If your intranet has pages that are behind a login form or that require cookies to return the correct content, you can set up rules to provide the crawler with access to those pages. Then you can test your rules before you perform the crawl.
You enter a URL for the login page and then a URL pattern for that area without the page name, but including the final slash to provide correct path information. For information on crawling secure content, see CA certificates for protected content.
For example, the URL for the login page might be
http://mycompany.com/support/login.html
and the URL pattern then would be
http://mycompany.com/support/
Note: Cookies are supported by the following protocols: HTTP and HTTPS. While other protocols–such as SMB–have URL patterns, they do not support cookies.
When you create the rule, you see a wizard page that displays your login page. Enter the username and password credentials and submit the login form.
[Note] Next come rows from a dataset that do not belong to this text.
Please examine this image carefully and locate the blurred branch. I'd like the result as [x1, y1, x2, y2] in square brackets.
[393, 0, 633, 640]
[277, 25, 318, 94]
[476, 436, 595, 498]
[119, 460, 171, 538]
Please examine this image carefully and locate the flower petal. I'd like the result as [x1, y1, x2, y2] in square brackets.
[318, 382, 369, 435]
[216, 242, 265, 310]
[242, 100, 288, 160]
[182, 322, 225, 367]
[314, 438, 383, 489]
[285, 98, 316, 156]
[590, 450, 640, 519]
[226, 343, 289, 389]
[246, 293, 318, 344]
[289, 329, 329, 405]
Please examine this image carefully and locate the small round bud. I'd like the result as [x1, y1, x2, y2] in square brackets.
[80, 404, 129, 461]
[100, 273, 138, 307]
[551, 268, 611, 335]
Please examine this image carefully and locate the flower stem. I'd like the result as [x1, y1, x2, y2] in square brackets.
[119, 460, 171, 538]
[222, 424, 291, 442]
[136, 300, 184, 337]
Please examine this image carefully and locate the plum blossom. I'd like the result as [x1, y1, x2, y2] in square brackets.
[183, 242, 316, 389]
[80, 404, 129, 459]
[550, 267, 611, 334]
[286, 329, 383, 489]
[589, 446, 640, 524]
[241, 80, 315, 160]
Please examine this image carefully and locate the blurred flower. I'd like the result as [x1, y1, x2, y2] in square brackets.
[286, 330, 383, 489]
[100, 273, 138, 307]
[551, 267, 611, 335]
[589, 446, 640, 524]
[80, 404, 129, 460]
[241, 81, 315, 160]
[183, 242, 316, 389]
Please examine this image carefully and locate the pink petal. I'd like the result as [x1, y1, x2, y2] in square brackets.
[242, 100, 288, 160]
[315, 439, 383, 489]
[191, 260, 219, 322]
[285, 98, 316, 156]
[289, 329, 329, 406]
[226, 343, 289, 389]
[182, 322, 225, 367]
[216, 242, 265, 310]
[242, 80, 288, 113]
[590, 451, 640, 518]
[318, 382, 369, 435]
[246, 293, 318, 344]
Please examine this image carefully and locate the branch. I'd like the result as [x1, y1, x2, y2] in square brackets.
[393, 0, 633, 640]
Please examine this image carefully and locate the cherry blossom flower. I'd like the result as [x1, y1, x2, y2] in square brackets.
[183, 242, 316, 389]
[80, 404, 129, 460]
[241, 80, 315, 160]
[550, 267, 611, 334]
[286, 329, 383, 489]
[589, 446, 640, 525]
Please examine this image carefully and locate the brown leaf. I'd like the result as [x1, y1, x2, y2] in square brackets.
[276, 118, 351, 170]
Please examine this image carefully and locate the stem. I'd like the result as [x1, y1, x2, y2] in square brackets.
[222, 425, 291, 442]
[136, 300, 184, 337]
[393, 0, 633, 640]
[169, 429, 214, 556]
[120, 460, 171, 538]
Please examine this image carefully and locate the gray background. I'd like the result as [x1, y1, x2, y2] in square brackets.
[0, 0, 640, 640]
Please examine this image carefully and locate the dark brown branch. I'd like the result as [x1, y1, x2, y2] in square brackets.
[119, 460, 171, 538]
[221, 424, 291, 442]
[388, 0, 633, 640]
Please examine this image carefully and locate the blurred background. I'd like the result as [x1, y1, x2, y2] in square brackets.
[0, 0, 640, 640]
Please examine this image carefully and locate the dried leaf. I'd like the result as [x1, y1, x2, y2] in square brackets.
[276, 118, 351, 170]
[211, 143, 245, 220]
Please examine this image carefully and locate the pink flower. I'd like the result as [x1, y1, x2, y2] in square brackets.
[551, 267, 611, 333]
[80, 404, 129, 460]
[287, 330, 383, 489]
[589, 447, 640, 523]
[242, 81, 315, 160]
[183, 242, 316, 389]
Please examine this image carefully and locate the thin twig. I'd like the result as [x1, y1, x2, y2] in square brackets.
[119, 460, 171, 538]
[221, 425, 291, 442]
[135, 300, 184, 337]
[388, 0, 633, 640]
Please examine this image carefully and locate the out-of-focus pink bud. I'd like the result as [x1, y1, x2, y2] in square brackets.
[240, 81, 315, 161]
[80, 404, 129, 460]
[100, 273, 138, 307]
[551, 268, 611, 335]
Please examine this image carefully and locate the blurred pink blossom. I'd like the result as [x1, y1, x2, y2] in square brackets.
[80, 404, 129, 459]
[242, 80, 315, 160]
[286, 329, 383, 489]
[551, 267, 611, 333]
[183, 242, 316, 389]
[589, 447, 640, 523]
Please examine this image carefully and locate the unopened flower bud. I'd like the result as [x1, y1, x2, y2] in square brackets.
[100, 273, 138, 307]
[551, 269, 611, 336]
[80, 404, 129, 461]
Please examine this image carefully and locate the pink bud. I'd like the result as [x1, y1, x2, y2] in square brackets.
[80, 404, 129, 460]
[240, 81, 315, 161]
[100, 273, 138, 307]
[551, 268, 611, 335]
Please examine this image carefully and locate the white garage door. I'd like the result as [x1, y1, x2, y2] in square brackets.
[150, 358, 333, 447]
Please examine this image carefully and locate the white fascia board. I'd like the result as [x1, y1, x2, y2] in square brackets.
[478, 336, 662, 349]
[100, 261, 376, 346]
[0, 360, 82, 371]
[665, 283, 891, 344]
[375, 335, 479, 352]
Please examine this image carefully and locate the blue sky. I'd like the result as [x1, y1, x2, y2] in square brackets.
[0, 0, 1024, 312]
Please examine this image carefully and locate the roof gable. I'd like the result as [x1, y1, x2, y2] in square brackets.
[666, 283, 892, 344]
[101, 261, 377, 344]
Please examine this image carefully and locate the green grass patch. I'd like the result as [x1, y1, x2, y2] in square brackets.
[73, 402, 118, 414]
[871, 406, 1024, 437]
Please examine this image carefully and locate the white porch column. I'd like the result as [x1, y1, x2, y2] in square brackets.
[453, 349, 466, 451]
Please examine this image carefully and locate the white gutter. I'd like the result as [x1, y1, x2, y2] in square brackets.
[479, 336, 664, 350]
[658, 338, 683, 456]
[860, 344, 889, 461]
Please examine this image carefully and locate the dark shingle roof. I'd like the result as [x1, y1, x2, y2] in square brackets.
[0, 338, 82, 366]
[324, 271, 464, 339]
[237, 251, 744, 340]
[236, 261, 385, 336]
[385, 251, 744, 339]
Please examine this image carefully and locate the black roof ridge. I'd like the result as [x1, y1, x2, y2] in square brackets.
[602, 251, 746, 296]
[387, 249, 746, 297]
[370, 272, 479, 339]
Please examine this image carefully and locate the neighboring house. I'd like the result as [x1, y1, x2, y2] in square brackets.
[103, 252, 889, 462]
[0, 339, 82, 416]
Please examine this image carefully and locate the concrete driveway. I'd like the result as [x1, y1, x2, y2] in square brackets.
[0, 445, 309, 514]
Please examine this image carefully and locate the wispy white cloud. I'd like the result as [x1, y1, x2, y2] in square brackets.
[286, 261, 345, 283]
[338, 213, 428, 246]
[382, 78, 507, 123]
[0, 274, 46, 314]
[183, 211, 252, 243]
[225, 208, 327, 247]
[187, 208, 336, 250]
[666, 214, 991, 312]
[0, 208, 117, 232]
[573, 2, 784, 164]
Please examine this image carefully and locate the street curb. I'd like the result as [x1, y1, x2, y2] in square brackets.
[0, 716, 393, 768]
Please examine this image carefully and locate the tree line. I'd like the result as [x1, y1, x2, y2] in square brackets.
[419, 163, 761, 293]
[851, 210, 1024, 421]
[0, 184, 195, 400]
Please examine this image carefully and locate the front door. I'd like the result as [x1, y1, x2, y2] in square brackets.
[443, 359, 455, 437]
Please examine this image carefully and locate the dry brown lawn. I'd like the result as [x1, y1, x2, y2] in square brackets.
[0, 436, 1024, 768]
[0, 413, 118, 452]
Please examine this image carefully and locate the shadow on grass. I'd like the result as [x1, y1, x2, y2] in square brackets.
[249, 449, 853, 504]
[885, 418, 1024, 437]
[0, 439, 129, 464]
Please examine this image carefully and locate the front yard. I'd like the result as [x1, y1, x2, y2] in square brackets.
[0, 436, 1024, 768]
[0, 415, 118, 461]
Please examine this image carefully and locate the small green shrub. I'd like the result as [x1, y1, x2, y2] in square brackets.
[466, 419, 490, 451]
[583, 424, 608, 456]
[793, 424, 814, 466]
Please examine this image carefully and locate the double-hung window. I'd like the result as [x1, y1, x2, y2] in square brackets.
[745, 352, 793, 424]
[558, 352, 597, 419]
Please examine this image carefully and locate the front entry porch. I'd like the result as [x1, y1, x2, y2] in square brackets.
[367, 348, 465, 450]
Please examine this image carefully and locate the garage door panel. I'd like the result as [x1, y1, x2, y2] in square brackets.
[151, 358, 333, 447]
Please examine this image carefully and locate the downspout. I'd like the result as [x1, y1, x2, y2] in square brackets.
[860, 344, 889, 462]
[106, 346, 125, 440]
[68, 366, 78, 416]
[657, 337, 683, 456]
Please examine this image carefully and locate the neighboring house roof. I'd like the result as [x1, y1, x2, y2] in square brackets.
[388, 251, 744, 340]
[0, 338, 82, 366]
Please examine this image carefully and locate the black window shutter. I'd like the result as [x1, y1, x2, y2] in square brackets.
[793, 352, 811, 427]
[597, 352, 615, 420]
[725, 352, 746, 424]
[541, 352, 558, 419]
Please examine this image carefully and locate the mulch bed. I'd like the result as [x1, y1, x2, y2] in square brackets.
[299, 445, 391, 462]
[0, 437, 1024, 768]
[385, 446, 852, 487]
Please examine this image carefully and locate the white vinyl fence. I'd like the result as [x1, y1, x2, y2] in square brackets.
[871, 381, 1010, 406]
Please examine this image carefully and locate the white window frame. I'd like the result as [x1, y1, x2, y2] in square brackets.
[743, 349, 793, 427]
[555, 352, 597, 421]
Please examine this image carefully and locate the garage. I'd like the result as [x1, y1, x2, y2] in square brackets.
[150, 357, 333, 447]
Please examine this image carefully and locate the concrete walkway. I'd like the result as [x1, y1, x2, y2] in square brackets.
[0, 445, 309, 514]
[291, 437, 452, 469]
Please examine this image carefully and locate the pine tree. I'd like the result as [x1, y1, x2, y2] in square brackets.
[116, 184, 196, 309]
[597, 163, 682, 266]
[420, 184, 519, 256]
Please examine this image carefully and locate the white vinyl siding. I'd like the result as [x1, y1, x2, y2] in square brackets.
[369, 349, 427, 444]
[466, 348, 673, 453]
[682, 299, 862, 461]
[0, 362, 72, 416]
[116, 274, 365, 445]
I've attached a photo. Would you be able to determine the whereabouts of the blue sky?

The wizard captures that information, as well as its action (POST or GET), and other values, depending on the available form fields.
After a rule is set up, you can change the username or password, or change the length of time allowed for authentication to occur before the rule expires. The default is 300 seconds (5 minutes).
To set up a rule for crawling pages behind login pages or pages that require cookies:
- Click Crawl and Index, and then click Cookie Sites.
- Enter the URL of the login page.
- Enter the URL pattern (path) for the login page, including the final slash.
- Click Create a New Cookie Rule. A new browser window opens, displaying your login page in the lower half.
- Log in to your site using your username and password.
Note: If you mistype the username or password, extra actions may be recorded and displayed on the Cookie Sites page. To avoid that, close the Cookie Login Wizard window, and restart the process on the Cookie Sites page.
- Make sure that the page you expect to see appears.
- Click the Save Cookie Rule and Close Window button. You are returned to the Cookie Sites page where your new rule is listed with its pattern, action, and form fields.
- Click the Save Cookie Rules Configuration button.
To edit existing cookie rules:
- Change the username and/or password, if necessary.
- Change the time to wait for authentication by entering a new number of seconds or minutes, if you wish.
- Click the Save Cookie Rules Configuration button.
To delete an existing cookie rule:
- Select the Delete Rule checkbox to the right of the rule.
- Click Save Cookie Rules Configuration.
CA certificates for protected content
Your search appliance uses certificate authorities (CA) to authenticate user
credentials before allowing protected search results to be viewed. CA certificates
are used for servers accessed through HTTPS. If URLs and URL patterns for cookie
rules specify HTTPS servers, CA certificates must be in place for each HTTPS
server. For more information, see Serving > Forms Authentication.